Is this really how I want to spend the rest of my life?
For me, the answer was immediate. No. Way.
At first it felt like a crisis. Looking back, it was something else entirely. It was clarity.
I realised I'd been given something I hadn't expected: an opportunity to begin again. A gift.
So I went back to the thing I'd always loved most. Making things.
With a background in music, writing songs felt like the obvious place to start. But I knew myself well enough to understand that if I simply waited for inspiration, I'd never build any momentum.
So I set myself a project. Fifty original songs in fifty weeks.
Not fifty great songs. Not fifty polished songs. Just fifty finished songs.
The goal wasn't perfection.

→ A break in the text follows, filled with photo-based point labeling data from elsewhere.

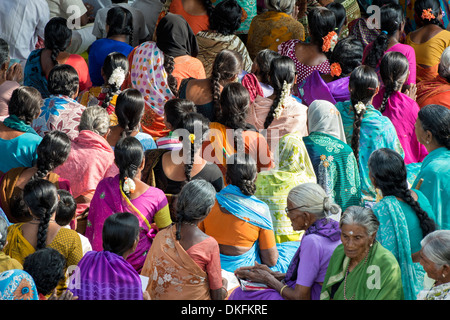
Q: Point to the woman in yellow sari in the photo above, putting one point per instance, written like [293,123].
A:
[293,168]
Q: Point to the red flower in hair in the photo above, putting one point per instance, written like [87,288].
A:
[336,69]
[428,14]
[329,41]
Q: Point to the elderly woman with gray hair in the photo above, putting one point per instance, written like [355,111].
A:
[310,209]
[435,259]
[90,159]
[273,27]
[183,262]
[361,268]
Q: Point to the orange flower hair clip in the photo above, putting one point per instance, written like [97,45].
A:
[336,69]
[329,41]
[428,14]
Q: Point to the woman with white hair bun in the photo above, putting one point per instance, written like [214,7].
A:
[183,263]
[310,209]
[90,158]
[435,259]
[361,268]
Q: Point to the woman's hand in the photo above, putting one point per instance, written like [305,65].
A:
[15,73]
[255,274]
[412,91]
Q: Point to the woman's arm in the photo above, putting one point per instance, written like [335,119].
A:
[260,275]
[221,293]
[269,256]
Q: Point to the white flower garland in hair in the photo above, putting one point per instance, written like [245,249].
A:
[286,92]
[129,185]
[117,77]
[359,107]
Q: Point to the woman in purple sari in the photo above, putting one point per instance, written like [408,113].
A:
[333,87]
[106,275]
[308,208]
[127,193]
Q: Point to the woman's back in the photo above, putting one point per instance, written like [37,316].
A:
[428,45]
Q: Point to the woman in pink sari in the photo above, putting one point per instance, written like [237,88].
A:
[127,193]
[392,24]
[401,109]
[90,158]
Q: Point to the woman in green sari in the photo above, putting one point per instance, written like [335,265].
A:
[333,160]
[293,168]
[366,129]
[433,131]
[405,216]
[361,268]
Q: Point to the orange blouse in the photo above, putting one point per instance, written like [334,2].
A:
[228,229]
[196,22]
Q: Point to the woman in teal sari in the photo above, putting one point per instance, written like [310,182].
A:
[433,131]
[333,160]
[366,129]
[405,216]
[361,268]
[294,167]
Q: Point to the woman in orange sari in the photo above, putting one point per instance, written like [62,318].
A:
[231,132]
[183,262]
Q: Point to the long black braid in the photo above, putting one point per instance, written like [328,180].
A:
[388,169]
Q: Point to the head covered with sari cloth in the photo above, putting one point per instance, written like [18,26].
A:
[293,156]
[175,38]
[17,285]
[273,186]
[377,278]
[324,117]
[149,76]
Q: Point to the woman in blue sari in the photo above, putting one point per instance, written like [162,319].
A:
[405,216]
[433,179]
[242,224]
[366,129]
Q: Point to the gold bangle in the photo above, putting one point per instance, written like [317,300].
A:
[281,291]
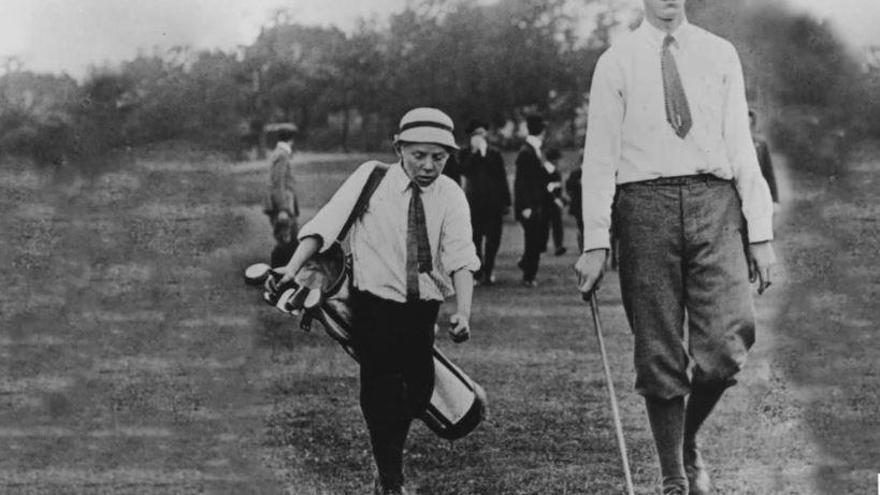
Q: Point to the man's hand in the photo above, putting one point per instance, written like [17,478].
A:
[288,271]
[761,260]
[590,267]
[459,328]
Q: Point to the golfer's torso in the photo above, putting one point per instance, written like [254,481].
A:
[649,147]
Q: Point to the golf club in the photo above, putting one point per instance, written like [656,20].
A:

It was practice.
Every week I wrote, played every instrument, recorded, mixed and produced a new original song. Week after week. Some were better than others. Some I still love. Some I barely remember. And some, still make me cringe slightly.
That wasn't really the point. The point was to build a body of work.
Somewhere along the way something unexpected happened. I stopped worrying about whether I was talented enough and became interested in what happened when I simply kept showing up.
The songs taught me that creativity isn't a bolt of lightning. It's a habit.
They also revealed something I'd probably known for most of my life but had never really admitted to myself.
I'd always wanted to be an artist. Not necessarily a painter. Just an artist.
Someone whose life revolved around making things rather than performing them.
For years I'd earned a living as a musician, performing constantly. There are people who are extraordinary entertainers and I admire and respect them enormously.
But it wasn't me. It never was. Standing in front of people wasn't what interested me.
Making something that didn't exist yesterday did.
The songs quietly led me towards painting. Without them, I'm not convinced I would have picked up a brush with the same conviction.
They taught me to trust repetition. To stop chasing masterpieces and to accept that meaningful work usually emerges from the accumulation of ordinary days.
Today my studio looks very different from the room where I recorded those fifty songs. The instruments have been replaced by paint and canvas, but the process hasn't really changed.
I still turn up. Make things. I still don't know exactly where each piece is going when I begin and I still believe that building a body of work is infinitely more valuable than waiting for a masterpiece.
Looking back, I don't think that project was about music at all.
It was about giving myself permission. Permission to stop living creatively through other people's expectations. To make work that felt meaningful to me and permission to discover that the life I'd been searching for wasn't waiting somewhere else.
I simply hadn't allowed myself to live it.
Fifty songs didn't change my life.
They showed me the life I wanted to live.